I hope to study nutrition/dietetics in college, possibly in conjunction with kinesiology and/or psychology to become a nutrition consultant or to work for an ED treatment center as a nutritionist/therapist. I've already taken a number of my friends on as their personal dietician, and the ones who really listened to me had a lot of success. Woots! ^.^ Bottom line is, I know what a hell EDs are and I love being able to help others out of it. I'm always around for support-giving (all my contacts are in my profile), and it wouldn't hurt either to have someone around to virtually punch me in the face if I ever again consider raiding a few thousand calories out of the fridge. Overeating is a great way to motivate yourself back into anorexia, which doesn't do anything but perpetuate binge-fast the cycle.

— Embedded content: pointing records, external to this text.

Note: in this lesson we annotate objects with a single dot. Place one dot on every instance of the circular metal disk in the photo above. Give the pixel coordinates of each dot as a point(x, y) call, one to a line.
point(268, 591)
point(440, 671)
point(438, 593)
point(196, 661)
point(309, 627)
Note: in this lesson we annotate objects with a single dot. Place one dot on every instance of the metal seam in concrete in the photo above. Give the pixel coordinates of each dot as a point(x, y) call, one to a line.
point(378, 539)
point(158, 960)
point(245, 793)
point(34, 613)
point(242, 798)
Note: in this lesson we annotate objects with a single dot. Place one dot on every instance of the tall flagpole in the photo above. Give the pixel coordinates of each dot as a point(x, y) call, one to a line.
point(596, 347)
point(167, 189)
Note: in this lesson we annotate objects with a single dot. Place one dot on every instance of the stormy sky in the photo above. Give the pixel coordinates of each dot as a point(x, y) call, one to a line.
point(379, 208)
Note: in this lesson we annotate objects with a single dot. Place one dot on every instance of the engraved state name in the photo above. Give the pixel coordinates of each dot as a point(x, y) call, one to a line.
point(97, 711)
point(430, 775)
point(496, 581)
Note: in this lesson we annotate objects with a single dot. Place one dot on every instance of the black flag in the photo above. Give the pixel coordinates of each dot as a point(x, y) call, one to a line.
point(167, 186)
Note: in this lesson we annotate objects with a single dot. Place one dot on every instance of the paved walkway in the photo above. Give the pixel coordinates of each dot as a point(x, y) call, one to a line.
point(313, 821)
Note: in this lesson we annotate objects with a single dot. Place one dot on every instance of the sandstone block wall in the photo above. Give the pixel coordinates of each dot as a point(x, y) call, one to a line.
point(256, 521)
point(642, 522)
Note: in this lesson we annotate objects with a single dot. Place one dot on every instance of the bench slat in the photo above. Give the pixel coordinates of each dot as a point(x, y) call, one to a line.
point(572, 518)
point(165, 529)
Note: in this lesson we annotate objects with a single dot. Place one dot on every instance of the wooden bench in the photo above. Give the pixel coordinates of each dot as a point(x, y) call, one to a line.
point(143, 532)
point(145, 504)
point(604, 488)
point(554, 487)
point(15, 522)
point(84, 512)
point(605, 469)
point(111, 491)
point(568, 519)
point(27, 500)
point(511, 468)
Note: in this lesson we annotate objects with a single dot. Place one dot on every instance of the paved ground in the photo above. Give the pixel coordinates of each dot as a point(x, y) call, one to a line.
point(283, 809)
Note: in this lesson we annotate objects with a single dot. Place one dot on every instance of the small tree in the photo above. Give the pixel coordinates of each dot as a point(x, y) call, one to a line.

Good luck, everyone, we can do this!
Ive been reading for a while, im recovering from anorexia. I have gained 5lbs so far. i just have one question, do people find they gain most of their weight on their stomach? and does it feel like a constant bloat? even after a small meal? because that seems where all mine is going.. and it seems this is the hardest part, and the most fustrating as well. I can't seem to get my head around the bloating.. after i have a juicebox or a small sandwich it seems my stomach has blown up? any suggestions and/or explainations?
I know I can do this...tomorrow is a new day--wait, no, right NOW is a new start. I've been through the "this is the last time, it won't happen again" thing a million times over...sometimes its lasted as much as a week, other times little more than a few hours. But I need to kick this.
Nutrition Junkie -- I'm proud of you! You sound much like what I went through (still going through)...periods of fasting/anorexic behavior, binge/purge cycles...everything you can think of, yet you're turning it to your advantage...that's got something to say about how well you're fighting this. I would be glad of any contacts, because I know I can't do this alone anymore, its too hard for one person.
Enia and Coldthindream -- I experience the same thing! Even eating just a small meal or a drink makes me feel bloated beyond belief--I feel like I've gained three inches around my waist every time I have food...and I don't understand. I don't know which ED you suffer from, but I think its a result of all the binging making my stomach stretch to compensate for all the food, and the purging makes it shrink due to rejecting the food...and so whenever it gets any amount of food, no matter how small, it stretches in preparation for a binge...kind of like muscle memory. That's my theory anyway. :( Good luck everyone, hope you did better than me today.
it helps to know that eventaully the weight will find a way to other areas!
I was doing pretty bad a couple days ago but I've been choosing to not b/p for these past couple days. I don't think I want to tomorrow either, just to have a streak going. I still have that really empty feeling right now but I think I'll journal instead.